Ethiopian airstrikes target Somalian towns

Jets hit positions held by Islamists, including the capital's airport. Regional war is feared.

The World

December 25, 2006|Abukar Albadri and Edmund Sanders, Special to The Times

MOGADISHU, SOMALIA — Ethiopian jets pounded Islamic-held positions in southern Somalia, a sharp escalation Sunday of a conflict that diplomats fear could ignite a regional war.

Several hundred people have been killed in five days of fighting between Ethiopian forces and Somalia's Islamic militias. Witnesses and officials said early morning strikes by Ethiopian planes killed about 80 fighters and civilians and wounded an additional 300 in the town of Beledweyne, which has been held by Somalia's Islamic Courts Union.


Advertisement

Early today, Mogadishu International Airport was also bombed by two Ethiopian jets, damaging the main runway and wounding two employees, said Abdi Rahim Adan Weheliye, the airport manager.

The strike was the deepest foray by Ethiopian forces into Islamist-held areas of Somalia. The airport was believed to be an important transit point for arms and fighters.

"The enemy launched full-scale war against Somalia," Sheik Mohamoud Ibrahim Suley, an official of the Islamic courts, said Sunday. "The fighting has commenced, and it will not stop unless Addis Ababa stops the aggression."

Ethiopian Prime Minister Meles Zenawi went on national television to say his country had been "forced to enter into war ... to blunt repeated attacks by Islamic courts terrorists and anti-Ethiopian elements they are supporting." Ethiopia until now had acknowledged only sending several hundred military advisors to Somalia.

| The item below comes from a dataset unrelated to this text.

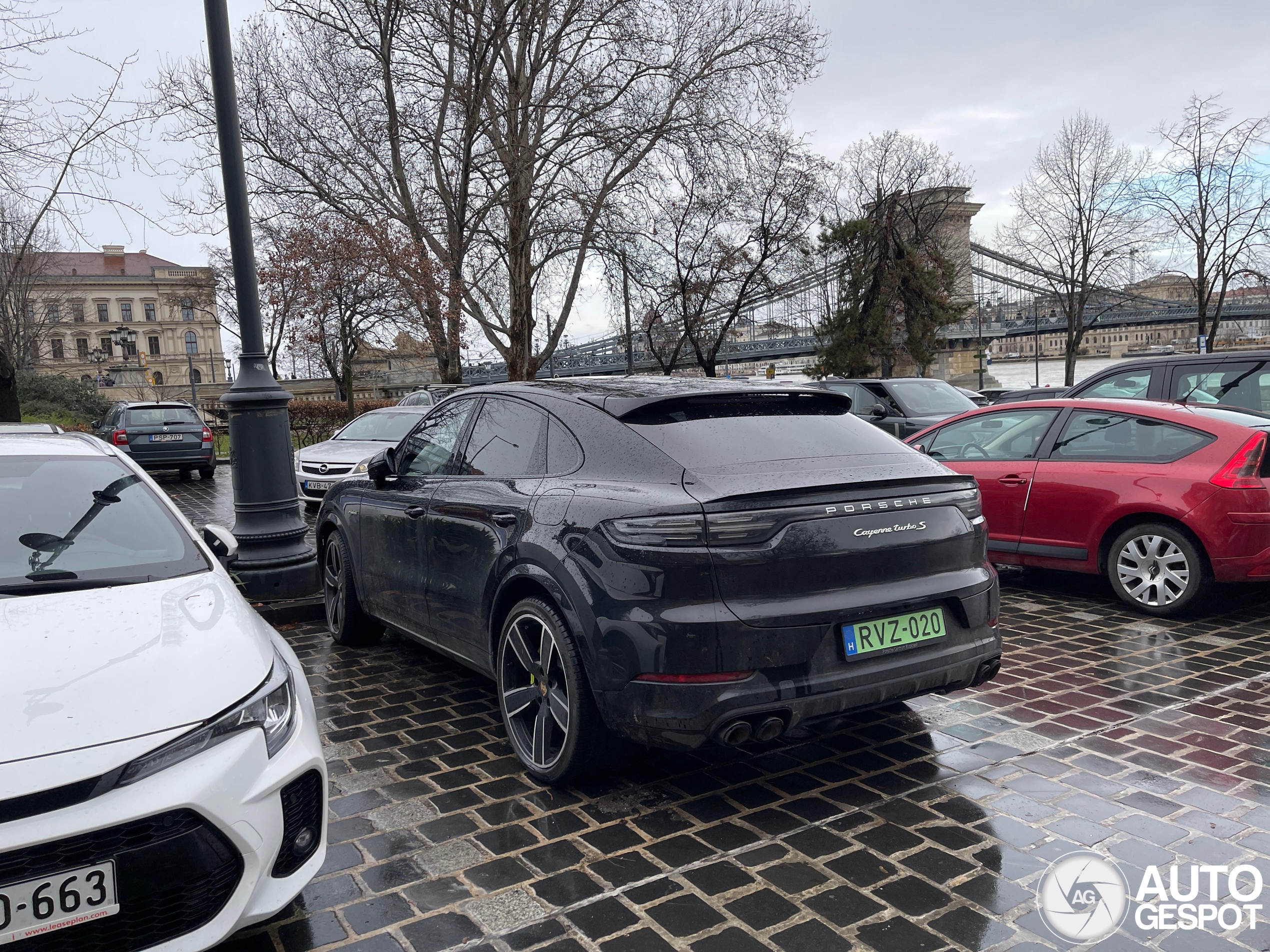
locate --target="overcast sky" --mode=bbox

International diplomats warn that Somalia's worsening strife could ignite a broader war in the Horn of Africa.

Somalia has been without a functioning government since 1991. The courts union, an alliance of Islamic religious leaders, seized control of Mogadishu, the capital, and most of southern Somalia this summer and has been battling the weak transitional federal government for control of the rest of the country.

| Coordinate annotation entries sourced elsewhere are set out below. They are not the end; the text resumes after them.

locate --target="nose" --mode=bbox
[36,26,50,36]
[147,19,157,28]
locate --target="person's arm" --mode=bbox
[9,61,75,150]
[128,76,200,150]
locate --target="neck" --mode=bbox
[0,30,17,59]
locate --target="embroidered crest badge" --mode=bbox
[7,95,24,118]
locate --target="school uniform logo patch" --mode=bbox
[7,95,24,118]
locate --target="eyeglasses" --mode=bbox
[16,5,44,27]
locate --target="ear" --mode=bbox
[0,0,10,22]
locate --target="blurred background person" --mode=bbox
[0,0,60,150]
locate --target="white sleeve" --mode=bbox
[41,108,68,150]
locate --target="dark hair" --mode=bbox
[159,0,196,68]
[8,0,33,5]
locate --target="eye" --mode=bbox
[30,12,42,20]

The government of Ethiopia, a country with sizable Muslim and Christian populations, is fearful of an Islamic takeover in neighboring Somalia and backs the shaky transitional regime.

A third country in the region, Eritrea, has been backing the Islamic militias. The U.S. government, which has worked with Ethiopia's military in the past, has worried that the courts union could provide sanctuary to Islamic radicals from outside Somalia.

Sunday's attack came one day after the Islamists' top security officer called on Muslims worldwide to come to the assistance of Somalia in what the militias are characterizing as a "holy war" against Ethiopia.